By chance Jock learns that the Naafi canteen manageress in Carlisle is in need of waitresses to help with the family Christmas party and volunteers Jessie. Jessie is obviously alert and intelligent and a good worker. She quickly picks up on what is needed when serving, and she is noticed by the Area Supervisor who offers her the chance to join the Naafi as a trainee. It will mean leaving home and the family, but since there are no jobs for her in Carlisle and the family are so short of money it seems like the obvious next step for her.

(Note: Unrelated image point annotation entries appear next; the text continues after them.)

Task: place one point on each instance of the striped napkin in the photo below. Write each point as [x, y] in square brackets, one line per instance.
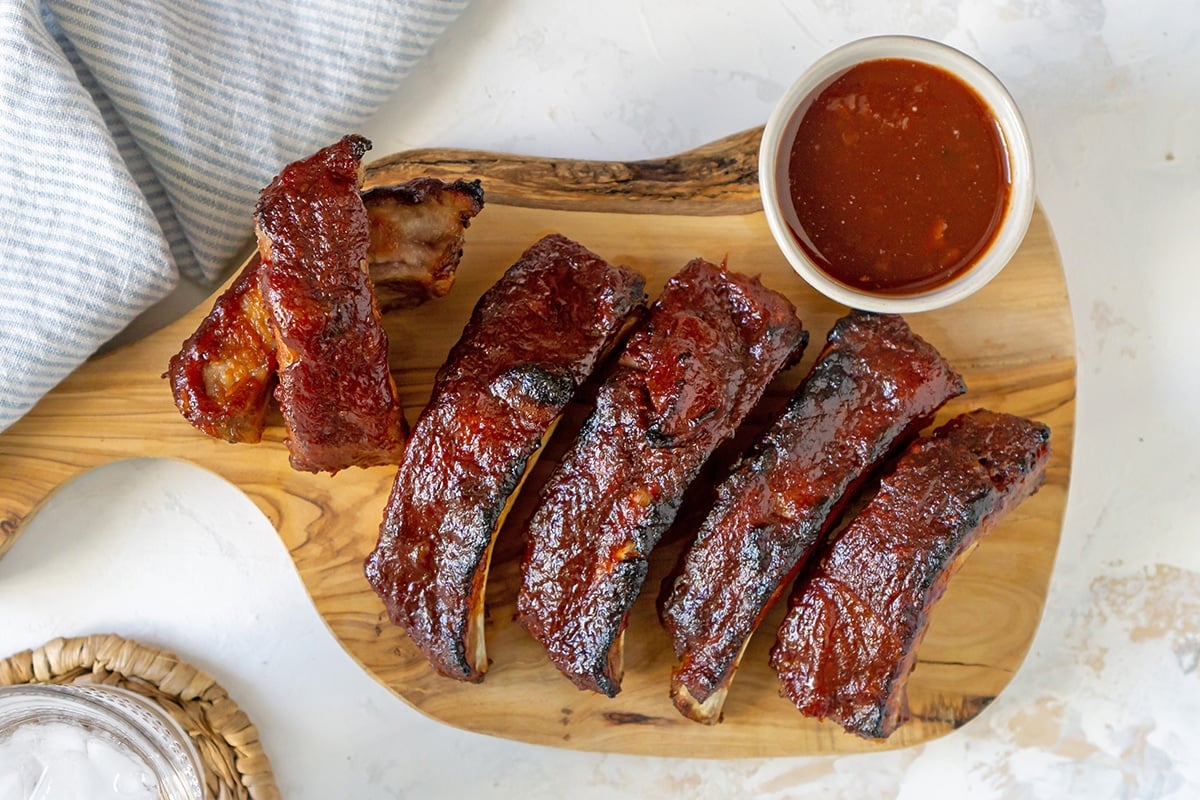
[135, 136]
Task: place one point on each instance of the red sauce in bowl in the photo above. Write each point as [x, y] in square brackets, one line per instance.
[899, 178]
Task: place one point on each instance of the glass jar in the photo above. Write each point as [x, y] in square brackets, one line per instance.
[93, 741]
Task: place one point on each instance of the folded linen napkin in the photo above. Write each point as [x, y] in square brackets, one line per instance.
[136, 134]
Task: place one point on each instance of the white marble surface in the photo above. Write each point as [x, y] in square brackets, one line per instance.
[1107, 703]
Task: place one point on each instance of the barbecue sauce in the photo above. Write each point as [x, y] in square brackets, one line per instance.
[899, 178]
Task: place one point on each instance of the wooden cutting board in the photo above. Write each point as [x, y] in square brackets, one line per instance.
[1013, 342]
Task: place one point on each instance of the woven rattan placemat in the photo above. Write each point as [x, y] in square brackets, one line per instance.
[234, 763]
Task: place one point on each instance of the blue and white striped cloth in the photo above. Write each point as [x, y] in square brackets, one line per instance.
[135, 136]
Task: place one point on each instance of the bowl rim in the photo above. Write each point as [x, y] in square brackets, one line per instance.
[785, 116]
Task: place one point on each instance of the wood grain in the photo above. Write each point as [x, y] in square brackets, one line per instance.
[1013, 342]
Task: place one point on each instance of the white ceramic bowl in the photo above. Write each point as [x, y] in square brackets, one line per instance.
[780, 132]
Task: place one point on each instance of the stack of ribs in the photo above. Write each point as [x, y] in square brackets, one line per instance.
[850, 637]
[873, 386]
[303, 319]
[688, 377]
[532, 341]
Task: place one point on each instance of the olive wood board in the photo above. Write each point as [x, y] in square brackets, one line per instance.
[1013, 342]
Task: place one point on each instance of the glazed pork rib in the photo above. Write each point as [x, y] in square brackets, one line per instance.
[335, 390]
[417, 236]
[223, 374]
[532, 340]
[850, 637]
[685, 380]
[875, 384]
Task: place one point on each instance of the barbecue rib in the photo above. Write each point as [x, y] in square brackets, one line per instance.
[417, 234]
[223, 374]
[851, 635]
[335, 389]
[532, 340]
[687, 379]
[875, 384]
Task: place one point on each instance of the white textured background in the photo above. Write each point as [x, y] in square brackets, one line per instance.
[1108, 701]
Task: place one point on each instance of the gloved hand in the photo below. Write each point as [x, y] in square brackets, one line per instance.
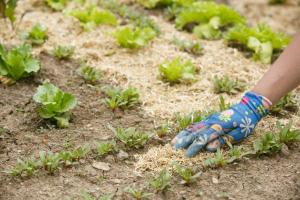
[234, 125]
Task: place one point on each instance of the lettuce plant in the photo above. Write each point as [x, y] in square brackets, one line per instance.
[55, 104]
[18, 62]
[63, 52]
[177, 71]
[37, 35]
[287, 102]
[162, 182]
[92, 17]
[262, 41]
[7, 9]
[133, 38]
[208, 13]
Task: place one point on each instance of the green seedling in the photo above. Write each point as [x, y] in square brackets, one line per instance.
[137, 193]
[184, 121]
[226, 85]
[7, 9]
[63, 52]
[105, 148]
[222, 104]
[89, 74]
[164, 129]
[216, 162]
[66, 158]
[261, 41]
[192, 47]
[188, 175]
[55, 104]
[24, 168]
[236, 153]
[202, 12]
[80, 153]
[123, 99]
[37, 35]
[210, 30]
[18, 62]
[177, 71]
[287, 136]
[133, 38]
[267, 144]
[130, 137]
[50, 161]
[91, 17]
[162, 182]
[287, 102]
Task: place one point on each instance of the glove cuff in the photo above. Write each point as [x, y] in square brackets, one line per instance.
[259, 104]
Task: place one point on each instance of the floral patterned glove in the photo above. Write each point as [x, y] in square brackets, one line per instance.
[234, 125]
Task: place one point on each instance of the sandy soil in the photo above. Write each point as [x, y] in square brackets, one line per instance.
[25, 134]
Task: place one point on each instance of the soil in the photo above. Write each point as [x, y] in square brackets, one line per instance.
[23, 134]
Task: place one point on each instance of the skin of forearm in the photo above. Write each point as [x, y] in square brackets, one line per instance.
[284, 74]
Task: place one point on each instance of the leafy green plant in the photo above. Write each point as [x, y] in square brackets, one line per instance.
[37, 35]
[188, 175]
[7, 9]
[54, 104]
[50, 161]
[123, 99]
[287, 102]
[225, 84]
[88, 73]
[66, 158]
[235, 153]
[193, 47]
[24, 168]
[177, 71]
[105, 148]
[184, 121]
[80, 153]
[63, 52]
[286, 135]
[17, 62]
[162, 182]
[137, 193]
[131, 137]
[222, 104]
[267, 144]
[57, 5]
[134, 38]
[262, 41]
[91, 17]
[210, 17]
[218, 161]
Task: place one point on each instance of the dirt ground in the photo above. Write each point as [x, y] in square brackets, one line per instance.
[23, 133]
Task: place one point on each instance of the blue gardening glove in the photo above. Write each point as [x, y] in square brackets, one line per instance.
[234, 125]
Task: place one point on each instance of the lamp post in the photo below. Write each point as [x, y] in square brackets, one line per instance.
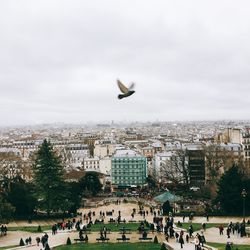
[244, 194]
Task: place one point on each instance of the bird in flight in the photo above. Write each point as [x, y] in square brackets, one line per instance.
[126, 91]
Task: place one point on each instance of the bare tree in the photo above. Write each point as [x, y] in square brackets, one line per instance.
[175, 169]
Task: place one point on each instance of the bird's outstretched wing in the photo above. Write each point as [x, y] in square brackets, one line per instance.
[122, 87]
[132, 85]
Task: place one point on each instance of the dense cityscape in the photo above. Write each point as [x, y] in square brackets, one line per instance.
[181, 162]
[124, 125]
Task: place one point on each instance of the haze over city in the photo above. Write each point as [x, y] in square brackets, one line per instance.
[60, 60]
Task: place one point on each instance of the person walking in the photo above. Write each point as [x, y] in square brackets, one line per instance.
[196, 243]
[181, 241]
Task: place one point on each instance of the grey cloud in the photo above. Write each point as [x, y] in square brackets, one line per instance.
[60, 60]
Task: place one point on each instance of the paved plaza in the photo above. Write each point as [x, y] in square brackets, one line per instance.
[211, 234]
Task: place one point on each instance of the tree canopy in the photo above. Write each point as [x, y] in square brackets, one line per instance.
[48, 179]
[230, 187]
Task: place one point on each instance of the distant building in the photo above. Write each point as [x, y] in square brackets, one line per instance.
[196, 165]
[128, 168]
[246, 144]
[91, 164]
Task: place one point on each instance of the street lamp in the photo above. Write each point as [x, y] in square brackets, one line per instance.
[244, 194]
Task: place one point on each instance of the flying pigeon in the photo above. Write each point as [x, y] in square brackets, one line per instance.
[126, 91]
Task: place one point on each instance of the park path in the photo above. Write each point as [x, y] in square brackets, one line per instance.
[126, 209]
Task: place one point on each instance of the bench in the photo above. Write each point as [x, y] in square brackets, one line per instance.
[145, 239]
[102, 239]
[122, 239]
[81, 240]
[86, 230]
[125, 230]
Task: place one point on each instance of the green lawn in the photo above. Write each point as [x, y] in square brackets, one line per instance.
[111, 246]
[9, 247]
[115, 228]
[31, 229]
[94, 228]
[197, 226]
[221, 246]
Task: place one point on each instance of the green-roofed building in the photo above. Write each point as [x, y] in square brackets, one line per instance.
[128, 168]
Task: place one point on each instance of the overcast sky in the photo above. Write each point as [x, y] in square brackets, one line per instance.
[59, 60]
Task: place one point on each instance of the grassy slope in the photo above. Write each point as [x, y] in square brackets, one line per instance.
[222, 246]
[111, 246]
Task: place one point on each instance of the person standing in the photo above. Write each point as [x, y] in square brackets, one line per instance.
[181, 241]
[196, 242]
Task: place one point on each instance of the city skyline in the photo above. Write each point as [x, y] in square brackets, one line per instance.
[60, 61]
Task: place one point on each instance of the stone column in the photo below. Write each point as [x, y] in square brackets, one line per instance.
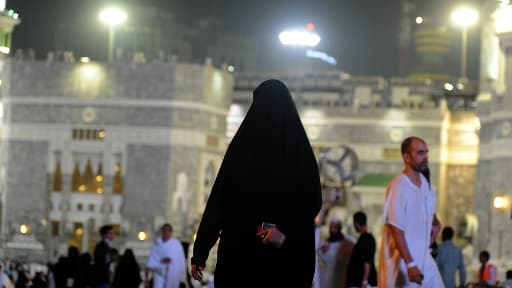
[506, 47]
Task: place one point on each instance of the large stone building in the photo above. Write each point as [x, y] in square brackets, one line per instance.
[134, 145]
[493, 192]
[371, 116]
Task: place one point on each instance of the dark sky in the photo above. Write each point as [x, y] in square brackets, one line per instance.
[361, 34]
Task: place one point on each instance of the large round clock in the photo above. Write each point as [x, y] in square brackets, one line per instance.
[337, 165]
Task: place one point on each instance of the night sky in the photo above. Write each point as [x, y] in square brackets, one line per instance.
[361, 34]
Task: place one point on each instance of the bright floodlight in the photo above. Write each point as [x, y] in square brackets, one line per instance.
[500, 202]
[299, 38]
[448, 86]
[113, 16]
[465, 16]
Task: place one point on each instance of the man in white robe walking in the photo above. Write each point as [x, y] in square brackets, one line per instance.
[166, 260]
[405, 259]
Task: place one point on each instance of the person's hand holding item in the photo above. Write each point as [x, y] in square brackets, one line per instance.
[197, 272]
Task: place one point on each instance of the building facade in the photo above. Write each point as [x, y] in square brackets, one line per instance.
[83, 145]
[371, 116]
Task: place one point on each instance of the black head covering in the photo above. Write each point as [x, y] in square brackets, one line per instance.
[269, 173]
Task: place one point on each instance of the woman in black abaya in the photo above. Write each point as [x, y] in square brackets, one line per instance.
[269, 173]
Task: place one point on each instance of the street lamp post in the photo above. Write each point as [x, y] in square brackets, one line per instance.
[464, 17]
[112, 17]
[501, 203]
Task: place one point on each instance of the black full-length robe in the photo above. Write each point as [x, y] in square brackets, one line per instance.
[269, 173]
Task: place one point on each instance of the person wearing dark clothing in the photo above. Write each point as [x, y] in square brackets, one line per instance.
[269, 174]
[103, 258]
[361, 268]
[59, 272]
[449, 260]
[39, 281]
[72, 266]
[127, 273]
[84, 272]
[22, 281]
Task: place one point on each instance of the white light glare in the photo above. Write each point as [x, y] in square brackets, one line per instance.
[113, 16]
[464, 16]
[500, 202]
[322, 56]
[503, 19]
[299, 38]
[448, 86]
[85, 60]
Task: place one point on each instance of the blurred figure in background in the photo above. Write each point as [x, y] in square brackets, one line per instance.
[488, 273]
[449, 260]
[127, 273]
[166, 261]
[361, 270]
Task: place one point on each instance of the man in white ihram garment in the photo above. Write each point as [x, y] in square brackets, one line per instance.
[405, 259]
[166, 260]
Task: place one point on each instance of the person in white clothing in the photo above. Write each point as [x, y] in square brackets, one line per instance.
[405, 259]
[166, 261]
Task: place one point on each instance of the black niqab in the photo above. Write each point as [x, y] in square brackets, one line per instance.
[269, 173]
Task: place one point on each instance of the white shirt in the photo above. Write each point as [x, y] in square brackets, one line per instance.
[167, 275]
[411, 209]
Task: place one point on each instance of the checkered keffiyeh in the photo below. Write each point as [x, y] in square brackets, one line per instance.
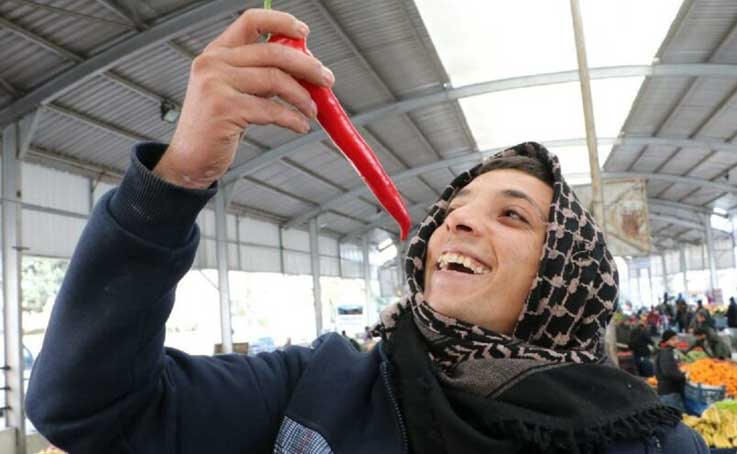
[567, 309]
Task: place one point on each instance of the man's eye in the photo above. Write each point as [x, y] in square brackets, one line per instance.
[515, 215]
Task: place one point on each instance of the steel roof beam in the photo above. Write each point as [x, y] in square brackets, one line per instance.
[725, 42]
[101, 62]
[372, 71]
[472, 158]
[453, 94]
[384, 218]
[683, 206]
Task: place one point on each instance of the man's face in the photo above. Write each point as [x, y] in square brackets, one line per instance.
[482, 260]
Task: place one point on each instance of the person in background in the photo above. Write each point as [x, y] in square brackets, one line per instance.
[732, 313]
[671, 381]
[640, 343]
[653, 321]
[713, 345]
[497, 347]
[681, 314]
[352, 341]
[701, 320]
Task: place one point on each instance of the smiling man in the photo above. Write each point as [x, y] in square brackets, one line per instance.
[482, 259]
[496, 348]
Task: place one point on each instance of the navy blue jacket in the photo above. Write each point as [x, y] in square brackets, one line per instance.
[104, 382]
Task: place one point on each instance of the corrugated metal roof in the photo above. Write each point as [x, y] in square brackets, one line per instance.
[379, 51]
[160, 69]
[26, 65]
[75, 33]
[703, 107]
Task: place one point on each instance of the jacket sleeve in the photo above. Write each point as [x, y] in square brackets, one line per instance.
[104, 382]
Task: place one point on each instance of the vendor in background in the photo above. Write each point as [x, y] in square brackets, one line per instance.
[653, 321]
[732, 313]
[708, 339]
[640, 342]
[683, 316]
[671, 381]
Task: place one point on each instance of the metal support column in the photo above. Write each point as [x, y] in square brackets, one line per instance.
[713, 278]
[238, 242]
[597, 193]
[340, 262]
[734, 239]
[684, 266]
[371, 309]
[281, 250]
[315, 261]
[11, 255]
[650, 283]
[221, 248]
[400, 264]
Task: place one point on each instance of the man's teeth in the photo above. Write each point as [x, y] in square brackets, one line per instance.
[468, 262]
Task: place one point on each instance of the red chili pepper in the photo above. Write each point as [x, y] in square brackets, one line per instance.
[338, 126]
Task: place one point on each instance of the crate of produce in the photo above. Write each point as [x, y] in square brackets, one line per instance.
[697, 396]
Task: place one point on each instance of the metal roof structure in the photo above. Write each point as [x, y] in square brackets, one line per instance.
[698, 109]
[82, 81]
[98, 90]
[89, 78]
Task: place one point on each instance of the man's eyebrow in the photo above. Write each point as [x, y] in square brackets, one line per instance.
[516, 194]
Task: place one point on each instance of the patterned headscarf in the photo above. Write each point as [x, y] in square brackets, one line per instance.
[564, 317]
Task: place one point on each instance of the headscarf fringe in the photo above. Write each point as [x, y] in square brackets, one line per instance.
[641, 425]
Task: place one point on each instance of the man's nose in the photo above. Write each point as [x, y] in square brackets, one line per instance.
[462, 220]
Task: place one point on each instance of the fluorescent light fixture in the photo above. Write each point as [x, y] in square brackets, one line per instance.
[169, 113]
[721, 223]
[385, 244]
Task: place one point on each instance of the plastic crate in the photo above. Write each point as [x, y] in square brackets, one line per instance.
[698, 397]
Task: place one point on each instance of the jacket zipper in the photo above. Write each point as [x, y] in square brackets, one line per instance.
[658, 446]
[397, 412]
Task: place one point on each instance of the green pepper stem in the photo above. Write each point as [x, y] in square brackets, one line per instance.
[267, 6]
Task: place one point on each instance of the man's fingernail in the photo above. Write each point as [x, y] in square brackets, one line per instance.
[303, 29]
[328, 75]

Jessie is sent for a month's training in Bury, Lancashire where she is supervised by a Mrs. Hadley. She is then sent to Burscough nr Ormskirk for her first posting as an assistant. Here she is the only helper and she finds the standards of cleanliness much lower than she expected following her training post and she has to cope with a rather difficult manageress. However, Jessie is resilient and a quick learner and her helpful attitude, hard work and sympathetic personality bring her friends and supporters and she grows in confidence and goes from strength to strength. In the end it is due to a misjudgement that she becomes suspected of stealing and demoted to a new and, because of the suspicion, unpleasant post, but even this turns out for the best as it eventually brings an opportunity for training as a cook which will lead to a different and successful career in domestic science.
This is a delightful book which will be enjoyed by those who remember serving in the forces and the older generation who have similar experiences. It provides a glimpse into how different life was then from how we live today and can only cause the younger generation to be thankful that we have so many aids in our kitchens to make food preparation and domestic chores so much easier. --R Staddon, Nottingham.